“中学受験”に見る親と子の姿

中学受験で難関中学に落ちた息子が、「超難関」国立大学に合格できた意外な理由

2022/04/24 16:00
鳥居りんこ(とりい・りんこ)

“親子の受験”といわれる中学受験。思春期に差し掛かった子どもと親が二人三脚で挑む受験は、さまざまなすったもんだもあり、一筋縄ではいかないらしい。中学受験から見えてくる親子関係を、『偏差値30からの中学受験シリーズ』(学研)などの著書で知られ、長年中学受験を取材し続けてきた鳥居りんこ氏がつづる。

写真ACより

 中学受験というものは、時に「残酷なイベント」と評されることがある。

 その理由のひとつに、我が子そのものの価値ではなく、数字上の価値のほうを重視しがちになるということが挙げられている。保護者が「〇中学に合格できなければ失敗」「偏差値60以上でなければ行く意味なし」という考え方に縛られてしまうと、そのリスクが上がってしまいかねないので注意が必要なのだ。 

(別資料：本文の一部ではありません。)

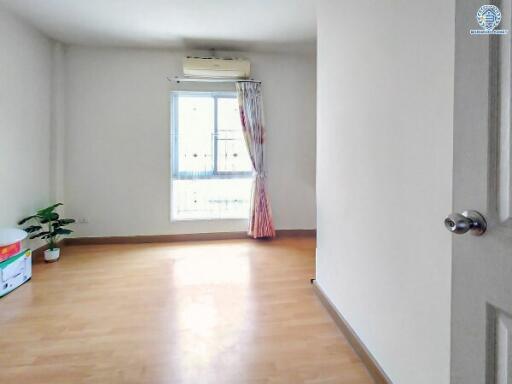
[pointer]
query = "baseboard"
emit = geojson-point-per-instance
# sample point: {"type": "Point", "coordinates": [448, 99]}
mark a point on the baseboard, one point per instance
{"type": "Point", "coordinates": [368, 360]}
{"type": "Point", "coordinates": [183, 237]}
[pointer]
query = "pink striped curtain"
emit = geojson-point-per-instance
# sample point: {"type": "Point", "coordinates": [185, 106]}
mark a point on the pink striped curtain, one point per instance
{"type": "Point", "coordinates": [261, 224]}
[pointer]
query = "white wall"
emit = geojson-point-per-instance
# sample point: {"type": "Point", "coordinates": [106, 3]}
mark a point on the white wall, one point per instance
{"type": "Point", "coordinates": [117, 140]}
{"type": "Point", "coordinates": [25, 112]}
{"type": "Point", "coordinates": [384, 169]}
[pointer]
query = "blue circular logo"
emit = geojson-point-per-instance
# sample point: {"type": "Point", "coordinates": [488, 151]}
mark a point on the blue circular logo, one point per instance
{"type": "Point", "coordinates": [488, 17]}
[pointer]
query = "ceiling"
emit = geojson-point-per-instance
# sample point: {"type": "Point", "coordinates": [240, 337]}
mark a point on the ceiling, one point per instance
{"type": "Point", "coordinates": [264, 25]}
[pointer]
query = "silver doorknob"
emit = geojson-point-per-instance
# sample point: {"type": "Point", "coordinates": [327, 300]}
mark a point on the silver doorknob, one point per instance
{"type": "Point", "coordinates": [461, 223]}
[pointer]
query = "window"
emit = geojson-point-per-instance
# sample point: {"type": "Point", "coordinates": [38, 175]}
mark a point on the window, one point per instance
{"type": "Point", "coordinates": [211, 167]}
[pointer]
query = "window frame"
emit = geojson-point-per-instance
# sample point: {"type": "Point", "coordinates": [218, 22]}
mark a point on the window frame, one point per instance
{"type": "Point", "coordinates": [215, 173]}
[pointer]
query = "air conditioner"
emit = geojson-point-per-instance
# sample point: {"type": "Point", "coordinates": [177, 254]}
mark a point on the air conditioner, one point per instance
{"type": "Point", "coordinates": [216, 67]}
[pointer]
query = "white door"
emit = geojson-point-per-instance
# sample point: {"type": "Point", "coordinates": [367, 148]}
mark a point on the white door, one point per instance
{"type": "Point", "coordinates": [482, 265]}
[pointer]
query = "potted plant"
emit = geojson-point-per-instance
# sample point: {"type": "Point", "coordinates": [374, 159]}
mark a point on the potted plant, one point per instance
{"type": "Point", "coordinates": [47, 225]}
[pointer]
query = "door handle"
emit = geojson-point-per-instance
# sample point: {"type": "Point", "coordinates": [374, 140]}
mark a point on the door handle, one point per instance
{"type": "Point", "coordinates": [460, 223]}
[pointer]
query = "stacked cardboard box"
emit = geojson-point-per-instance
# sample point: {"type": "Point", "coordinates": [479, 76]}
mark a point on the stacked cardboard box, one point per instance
{"type": "Point", "coordinates": [15, 263]}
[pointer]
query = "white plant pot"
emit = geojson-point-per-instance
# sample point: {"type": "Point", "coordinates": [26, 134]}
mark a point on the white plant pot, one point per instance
{"type": "Point", "coordinates": [51, 255]}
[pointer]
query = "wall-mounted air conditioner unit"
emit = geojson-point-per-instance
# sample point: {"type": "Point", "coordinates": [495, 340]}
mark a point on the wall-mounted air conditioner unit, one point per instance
{"type": "Point", "coordinates": [216, 67]}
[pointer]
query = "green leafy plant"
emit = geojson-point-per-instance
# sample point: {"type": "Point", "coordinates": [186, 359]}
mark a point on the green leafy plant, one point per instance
{"type": "Point", "coordinates": [46, 224]}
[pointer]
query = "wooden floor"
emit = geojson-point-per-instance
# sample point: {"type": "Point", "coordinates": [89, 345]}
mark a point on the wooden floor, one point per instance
{"type": "Point", "coordinates": [224, 312]}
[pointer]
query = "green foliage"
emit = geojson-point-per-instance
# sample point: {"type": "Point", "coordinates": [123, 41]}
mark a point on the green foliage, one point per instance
{"type": "Point", "coordinates": [47, 225]}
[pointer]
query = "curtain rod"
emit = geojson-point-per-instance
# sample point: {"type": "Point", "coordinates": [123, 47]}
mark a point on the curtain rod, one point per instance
{"type": "Point", "coordinates": [210, 80]}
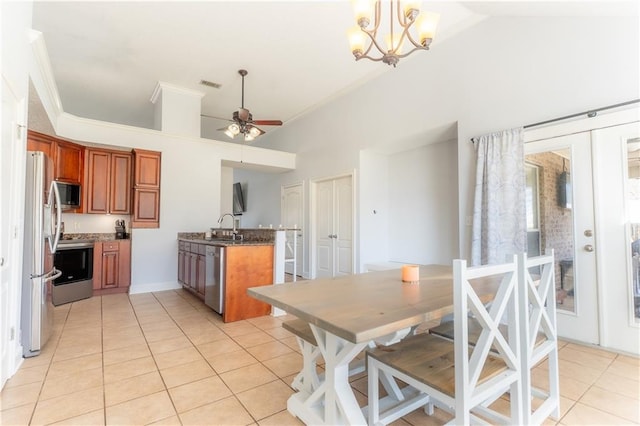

 もちろん、偏差値が高く、大学進学実績も良い中高一貫校が素晴らしい学校であることに異論はないが、私の長い取材経験から言わせていただくならば、どの中高一貫校も高い教育理念のもとに運営されており、総じて恵まれた教育環境にあるといえる。要は数字よりも、本人に合っているかどうかのほうが重要なのだ。

 耕平くん(仮名)の父親である洋平さん(仮名)は家庭の事情で大学に行くことが叶わず、学歴社会が色濃く残る企業に高卒で入ったものの「辛酸をなめた」というサラリーマン人生を送っていたそうだ。しかし、数年でその暮らしに見切りをつけたという。

「学歴があるってだけで与えられる仕事の内容も違いましたし、もっと言えば、大した仕事もできない人間が学歴の傘に守られて出世していくような会社だったので、これじゃダメだと思って、金を貯めて夜学に入り直したってわけです。たまたま、私はうまくいきましたが、それでも、遠回りをしたことは否めず、耕平には私のような苦労は絶対にさせてはならないって思っていました」

 洋平さんは苦労の末に、ある士業職に就き、独立して今は幅広く事業を展開している、いわゆる“成功者”であるが、この経験があるために、息子である耕平くんには早い内に「ゴールデンルート」を与えてあげたかったのだそうだ。

「当時は努力すれば、中学受験の勉強なんて楽勝だ! って思っていましたから、模試の結果が悪かったら、耕平を叱責するなんて当たり前でしたね⋯⋯。この中学(最難関中学)に行きさえすれば、将来の安泰切符を得られると思い込んでいましたから、中学受験の3年間の頑張りなんて大した苦労じゃないって思って、やっぱり、すごく勉強はやらせていました」

 耕平くんは模試の成績も決して悪くはなかったそうだが、結果的に第3志望校にしか合格できなかったそうだ。